We therefore need to make mental health a reality for all – for everyone, everywhere.


It’s not a bad message in principal. Everyone deserves to have access to good mental health care, especially when going through the trauma of a pandemic. That would be incredible. But how governments will cope with all of the pandemic related cases when they can’t even handle the current number, I have no idea. In the UK, for example, they’d have to actively stop defunding the NHS and start directing funds back to it and specifically to their mental health services. And the system itself would need a drastic overhaul: we need a system of professionals that can accurately identify symptoms, prescribe medication, treatment, or a therapist if necessary, provide resources such as suggested reading and contacts for local support groups, and schedule regular follow ups. Even the language around mental health is long overdue an update. That’s a massive undertaking but if they can do it, then they have my full support.

But back to World Mental Health Day. This slogan makes me so angry that I almost couldn’t write anything today. Mental healthcare for all, right? We have to have a global pandemic that affects the mental health of the entire world for mental health to truly rise up the list of priorities? So… what? All of us struggling with mental health problems before the pandemic weren’t worth the effort? That’s what the message sounds like to me.

I was diagnosed with multiple mental illnesses at eighteen and Autism Spectrum Disorder at twenty, although I was obviously struggling long before we could put a name on what was happening. And that’s the simple version. The long version involves hundreds of hours of research and phone calls and appointments, tears and screaming and self harming, invalidated over and over and over again. Since receiving my diagnoses and getting support in various forms, when my physical and mental health have allowed me to, I’ve done everything in my power to raise awareness and support for those of us struggling with our mental health. I’ve donated money, taken part in fundraisers, volunteered for research projects, supported charities, attended conferences, and so on. I’ve created art about my experiences and dedicated the proceeds to charity.

I did not and do not expect to change the world alone with these actions but think about every single person who has been doing the same and more up until this point. The message being circulated today on World Mental Health Day with this slogan seems to invalidate all of that.

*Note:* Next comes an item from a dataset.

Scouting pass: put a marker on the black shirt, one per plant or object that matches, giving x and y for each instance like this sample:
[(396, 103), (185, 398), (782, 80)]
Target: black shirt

To me, it feels like all of these organisations promoting this phrase are saying that we weren’t important enough before to dedicate serious help or resources to; that our mental health problems weren’t caused by a massive global trauma and therefore they aren’t as important; that there weren’t enough of us to make the effort worth it so they weren’t going to bother; “oh, but now look at how many people need help, that makes it worth doing.”

These organisations do a lot of great work and I’ve always had great respect for them but right now… this feels like a betrayal and a hard one to swallow. Maybe I’m the only one who feels like this, maybe I’m not, but this is my blog and my blog is where I come to talk about how I feel. So there you go.

More voices telling me that my experience isn’t important or valid doesn’t change anything though. I’ll keep working, I’ll keep writing, I’ll keep helping in whatever way I can. Because this is bigger than all of the politics and bullshit that constantly get in the way of improving the lives of people who suffer from mental illness. I truly wish I had something more positive to say, on today of all days, but I don’t. I’m angry. And I’m sad. And I’m exhausted. Never have I felt so let down by the community that is supposed to support me and after all I’ve experienced, that’s really saying something.